Biliyor musun, okula ilk geldiğim gün boş olduğu için yanına oturduğumda keşke seninle sohbet etmeye çalışsaydım. Tek kelime etmeden konuşmak yerine, ders bittikten sonra Jennie beni yanına davet etmeden önce arkadaşça bir tavır sergileseydim. Belki o zaman her şey daha farklı olurdu. Kimse bir zaman makinesiyle gelip kapımızı çalmıyordu ama, çalmayacaktı da. Biz bu haldeydik ve hep böyle kalacaktık.
"İyisin, değil mi?" Jennie, endişeyle sordu.
"Milyon kez daha söylediğim gibi, iyiyim Jennie. Partide bu yüzden keyfimin bozulmasını istemiyorum." diye mırıldandım. Bir yandan da aynı karşısında kendimi süzüyordum.
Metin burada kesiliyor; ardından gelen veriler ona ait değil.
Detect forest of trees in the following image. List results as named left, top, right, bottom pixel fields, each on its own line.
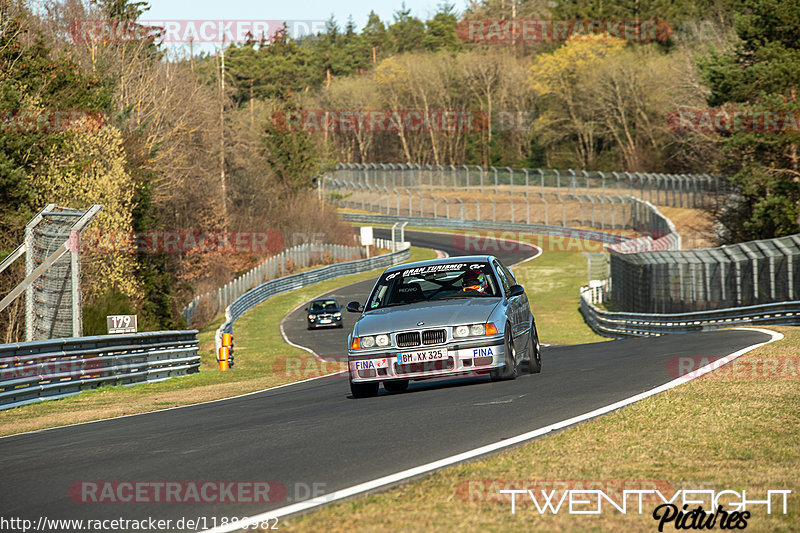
left=0, top=0, right=800, bottom=340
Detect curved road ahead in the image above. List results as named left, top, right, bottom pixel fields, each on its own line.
left=0, top=227, right=769, bottom=531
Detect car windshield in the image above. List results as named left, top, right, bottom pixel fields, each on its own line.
left=309, top=300, right=339, bottom=312
left=367, top=262, right=500, bottom=309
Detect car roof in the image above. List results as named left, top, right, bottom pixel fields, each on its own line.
left=386, top=255, right=497, bottom=272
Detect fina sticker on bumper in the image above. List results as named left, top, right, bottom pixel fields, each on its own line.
left=355, top=358, right=389, bottom=370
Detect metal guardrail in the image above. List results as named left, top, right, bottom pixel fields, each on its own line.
left=182, top=244, right=364, bottom=327
left=339, top=213, right=631, bottom=244
left=0, top=329, right=200, bottom=410
left=214, top=243, right=411, bottom=353
left=581, top=286, right=800, bottom=338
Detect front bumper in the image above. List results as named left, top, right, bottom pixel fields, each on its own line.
left=348, top=335, right=505, bottom=383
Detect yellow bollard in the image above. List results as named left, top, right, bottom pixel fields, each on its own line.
left=217, top=346, right=230, bottom=372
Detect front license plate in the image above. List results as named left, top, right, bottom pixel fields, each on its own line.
left=397, top=348, right=447, bottom=365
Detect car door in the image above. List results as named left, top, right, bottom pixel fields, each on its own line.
left=494, top=259, right=525, bottom=340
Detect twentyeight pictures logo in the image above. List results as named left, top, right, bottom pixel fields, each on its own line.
left=69, top=19, right=325, bottom=44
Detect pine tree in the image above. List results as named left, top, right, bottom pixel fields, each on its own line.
left=700, top=0, right=800, bottom=242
Kafasını iki yana salladı. "Bak kızım, Park Chae Young'un kitabını yazdım ben. Sen kesinlikle iyi değilsin."
Omuzlarım çöktü. Değildim. "O kadar belli mi?"
Gülümseyerek "Hayır," diye mırıldandı ve masadan parfümünü alıp üstüne boca etti. "Seni çok iyi tanıdığımdan iyi olmadığını anlayabiliyorum. Ama tanımayan biri için, şu anda seksi bir hatun gibi gözüküyorsun."
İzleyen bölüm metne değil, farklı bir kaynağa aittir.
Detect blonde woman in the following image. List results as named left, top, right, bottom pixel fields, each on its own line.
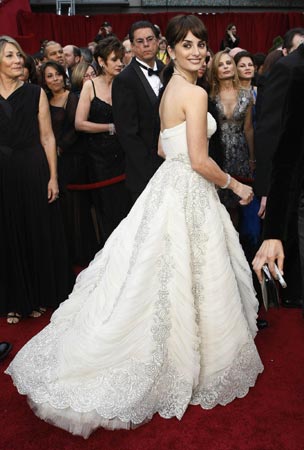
left=209, top=51, right=255, bottom=227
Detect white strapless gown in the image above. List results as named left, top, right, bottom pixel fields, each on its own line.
left=6, top=115, right=263, bottom=437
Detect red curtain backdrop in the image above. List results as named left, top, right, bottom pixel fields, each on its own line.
left=0, top=0, right=31, bottom=36
left=17, top=9, right=304, bottom=53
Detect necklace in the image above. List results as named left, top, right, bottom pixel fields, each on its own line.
left=172, top=71, right=189, bottom=83
left=172, top=69, right=196, bottom=84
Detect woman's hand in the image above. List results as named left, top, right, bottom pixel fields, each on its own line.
left=249, top=159, right=256, bottom=173
left=252, top=239, right=284, bottom=283
left=48, top=178, right=59, bottom=203
left=229, top=178, right=254, bottom=205
left=258, top=197, right=267, bottom=219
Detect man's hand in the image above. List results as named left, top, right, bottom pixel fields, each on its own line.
left=252, top=239, right=284, bottom=283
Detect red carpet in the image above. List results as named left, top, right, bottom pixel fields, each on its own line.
left=0, top=308, right=304, bottom=450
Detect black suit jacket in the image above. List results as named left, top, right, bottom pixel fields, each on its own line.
left=112, top=58, right=164, bottom=192
left=255, top=44, right=304, bottom=241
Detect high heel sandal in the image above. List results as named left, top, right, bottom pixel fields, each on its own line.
left=29, top=306, right=46, bottom=319
left=6, top=311, right=21, bottom=325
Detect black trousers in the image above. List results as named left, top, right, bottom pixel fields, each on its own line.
left=298, top=191, right=304, bottom=298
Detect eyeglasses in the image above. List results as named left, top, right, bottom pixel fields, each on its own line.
left=83, top=72, right=96, bottom=79
left=134, top=36, right=156, bottom=45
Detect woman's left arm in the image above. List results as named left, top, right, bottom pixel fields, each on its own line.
left=38, top=89, right=59, bottom=203
left=244, top=102, right=255, bottom=171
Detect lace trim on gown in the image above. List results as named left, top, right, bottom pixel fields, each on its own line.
left=6, top=118, right=263, bottom=437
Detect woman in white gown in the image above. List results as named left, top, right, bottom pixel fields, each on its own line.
left=6, top=16, right=263, bottom=437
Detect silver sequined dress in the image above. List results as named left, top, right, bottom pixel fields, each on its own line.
left=7, top=115, right=263, bottom=437
left=215, top=89, right=252, bottom=208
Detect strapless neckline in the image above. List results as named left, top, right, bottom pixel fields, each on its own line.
left=160, top=120, right=186, bottom=134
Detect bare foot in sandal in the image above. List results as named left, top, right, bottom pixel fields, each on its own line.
left=6, top=311, right=21, bottom=325
left=29, top=306, right=46, bottom=319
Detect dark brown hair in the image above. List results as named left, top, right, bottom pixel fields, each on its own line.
left=94, top=36, right=125, bottom=75
left=162, top=14, right=208, bottom=92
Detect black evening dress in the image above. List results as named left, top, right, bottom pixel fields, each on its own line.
left=0, top=83, right=69, bottom=316
left=50, top=92, right=100, bottom=266
left=88, top=81, right=130, bottom=241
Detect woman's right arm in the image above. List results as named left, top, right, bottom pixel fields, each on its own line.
left=184, top=86, right=253, bottom=205
left=75, top=81, right=113, bottom=133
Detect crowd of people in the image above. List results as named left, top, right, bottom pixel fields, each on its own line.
left=0, top=15, right=304, bottom=437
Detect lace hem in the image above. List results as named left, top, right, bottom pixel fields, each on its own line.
left=6, top=341, right=263, bottom=438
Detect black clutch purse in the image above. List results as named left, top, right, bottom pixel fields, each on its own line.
left=262, top=265, right=280, bottom=311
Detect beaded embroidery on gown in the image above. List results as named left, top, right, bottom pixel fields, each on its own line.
left=6, top=115, right=263, bottom=437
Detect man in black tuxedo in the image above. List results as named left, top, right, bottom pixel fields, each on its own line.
left=253, top=35, right=304, bottom=298
left=112, top=21, right=164, bottom=203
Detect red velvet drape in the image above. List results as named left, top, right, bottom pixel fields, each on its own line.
left=0, top=0, right=31, bottom=36
left=17, top=11, right=304, bottom=52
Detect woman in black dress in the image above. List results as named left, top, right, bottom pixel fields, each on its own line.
left=0, top=36, right=68, bottom=323
left=75, top=37, right=130, bottom=241
left=41, top=61, right=99, bottom=268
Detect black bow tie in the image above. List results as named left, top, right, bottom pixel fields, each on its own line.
left=137, top=61, right=160, bottom=77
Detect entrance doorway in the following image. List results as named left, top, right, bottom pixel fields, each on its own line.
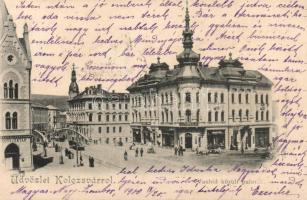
left=4, top=143, right=20, bottom=169
left=185, top=133, right=192, bottom=149
left=255, top=128, right=270, bottom=148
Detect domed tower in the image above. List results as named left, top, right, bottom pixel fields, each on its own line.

Gülmeye çalıştım, ne kadar başarabildim bilmiyorum. "Daha çok sen öyle gözüküyorsun diyelim."
"Hayır, gayet ciddiyim ben," Yatağa oturdu ve topuklularını giymeye başladı. "Müthiş gözüküyorsun. Partiden birileri lezbiyen olarak bile çıkabilir, dikkat et. Ama," Devam edecekken duraksadı ve yüzüme baktı. Ne kadar üzüldüğümü ölçüyor gibiydi. "O piç kurusu için kendini üzmemelisin. Sora gibi bir aptalın kendisini öpmesine izin veriyorsa o da Sora kadar aptal demektir."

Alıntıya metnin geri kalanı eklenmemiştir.